I suspect that some people discover Cara Black in the mistaken belief that she provides for Paris what Donna Leon does for Venice. Mais, non! Ms. Leon takes you into the places that tourists would like to go while Ms. Black takes you to places that many tourists probably pray they will never see.
There's also an intriguing choice of detectives by Cara Black that breaks the mold. Her heroine, Aimee Leduc, doesn't want to be an investigator. She just wants to wear vintage designer clothes bought for little, to have exciting times with handsome "bad" boys, and to earn enough money as a computer security consultant at Leduc Detective to keep her home and business. Her pain is not understanding what happened to her mother and father, an intriguing thread that ties the series together. Rene Friant, her partner, is a genius at hacking into computer systems and is an expert in martial arts despite being a dwarf who walks in pain.
Now, if you like offbeat, this series has it.
I felt that with this book, the novels took a definite turn for the better.

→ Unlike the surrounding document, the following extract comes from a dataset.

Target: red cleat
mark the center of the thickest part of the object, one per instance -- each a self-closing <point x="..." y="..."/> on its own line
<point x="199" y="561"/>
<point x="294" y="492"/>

As the dust jacket copy reveals, the book opens with an apparent coincidence, Aimee and another woman in the same restaurant wearing identical outfits. When Aimee searches for her look-alike, she's attacked and loses her sight. The other woman is found murdered. The police connect the two events to a series of murders . . . but Aimee isn't so sure that's the right answer. Who did it?
You'll find that the police are more obtuse than usual, which can make the story a little annoying.
The ultimate motive is well hidden and adds a chilling element to a dark story.
There's also a romantic element that will appeal to those who like a bit of sexual attraction in their murder mysteries.
Have more fun in the Bastille than the prisoners did during the Ancien Regime there!